SCOTTSDALE, Ariz. – Three years ago, Denny McCarthy was a Web.com Tour rookie fresh off a U.S. Open appearance at Oakmont and was in need of a caddie for the Air Capital Classic in Wichita, Kansas. Derek Smith was an aspiring pro who had tried to Monday qualify for the tournament but failed.
Smith stuck around the next day looking to potentially caddie for a player. He was introduced to McCarthy and walked nine holes with him that day before McCarthy asked him to carry the bag for the week.
McCarthy tied for sixth that week and Smith earned himself a full-time gig.
“We’ve been together ever since,” McCarthy said.
This week at the Waste Management Phoenix Open, McCarthy and Smith experienced easily their craziest few moments as a team. One moment, McCarthy was penalized for Smith violating one of the new Rules of Golf. Less than 24 hours later, the PGA Tour was rescinding the penalty, citing “a great deal of confusion among players and caddies on the practical application of the new rule,” as examples of potential infractions began to pile up Friday evening.
“I tried to put it past me, but a bunch of people were texting me and sending me pictures of other players yesterday,” McCarthy said Saturday after a third-round 71, which has him, with the penalty taken away, at 8 under entering the final round. “And I called a rules official over this morning and showed them a couple videos of pictures that people sent me of other players doing exactly the same thing and I was trying to find out what the difference was, basically. And he said there was no difference and that they just, they missed it.
“So, yeah, obviously it's a great feeling to get those two shots back.”
On the 15th during Friday’s second round at TPC Scottsdale, Smith was caught on camera standing behind McCarthy as he took practice swings before a 65-yard pitch shot. When they arrived in the scoring tent, they were informed that McCarthy would receive a two-shot penalty for violating Rule 10.2b(4), which prohibits a player from having his or her caddie deliberately stand behind him or her when the player begins taking a stance.
While walking down the clubhouse stairs shortly after the decision, a visibly upset Smith flung his hat into the evening sky. But never for one moment did McCarthy or Smith direct their frustration at each other.
“I have his back,” McCarthy said. “I had his back yesterday. There wasn’t one moment where I was mad at him at all or he was mad at me.”
McCarthy and Smith were also thrilled to see the wave of support that poured across social media on Friday night.
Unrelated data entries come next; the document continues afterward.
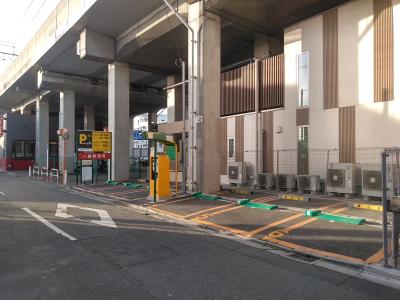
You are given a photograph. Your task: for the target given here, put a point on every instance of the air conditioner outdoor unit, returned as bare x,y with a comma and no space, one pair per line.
237,173
309,183
285,181
265,181
343,178
372,180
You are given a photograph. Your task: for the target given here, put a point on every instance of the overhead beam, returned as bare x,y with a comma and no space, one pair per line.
96,46
150,28
95,87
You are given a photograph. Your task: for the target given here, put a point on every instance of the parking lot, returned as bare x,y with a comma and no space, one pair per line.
286,226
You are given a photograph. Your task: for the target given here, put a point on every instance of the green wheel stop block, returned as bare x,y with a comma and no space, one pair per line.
242,201
112,182
208,197
312,213
342,219
260,206
197,194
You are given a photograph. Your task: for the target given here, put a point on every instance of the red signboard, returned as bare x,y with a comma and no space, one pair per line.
1,126
93,156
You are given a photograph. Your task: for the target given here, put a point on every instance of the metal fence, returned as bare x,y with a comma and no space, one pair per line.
391,205
291,161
“That made me feel a lot better, especially when you have fellow players and friends going to bat for you,” McCarthy said. “I think they're just also frustrated and confused with what the rules actually are, because as everyone saw from the video, what I did didn't look like that should warrant a two-shot penalty and I think that's part of the reason everyone was kind of lashing out.”
A day later, in the 11th fairway, McCarthy and Smith were told there would be no penalty after all.
“It was really weird,” Smith said. “In the back of my mind it was always kind of there that they were still going to do something, with all the things I was hearing about the conversations that were happening.”
Though McCarthy and Smith are still wary about the rule and how it could continue to be interpreted in its current verbiage, they know that no matter what happens they will approach rounds with extra caution. And remain hopeful that issues with the rule with be addressed.
“We were definitely conscious of it today, that's for sure,” McCarthy said. “I think we just need to be a little more aware. … I need to be aware myself, not stepping in when my caddie's there. We just need to maybe just go about things just a little bit differently, but it is what it is.”
Said Smith: “Hopefully this only helped everyone interpret the rule a little better and everybody kind of get on the same page. It’s just an odd rule.”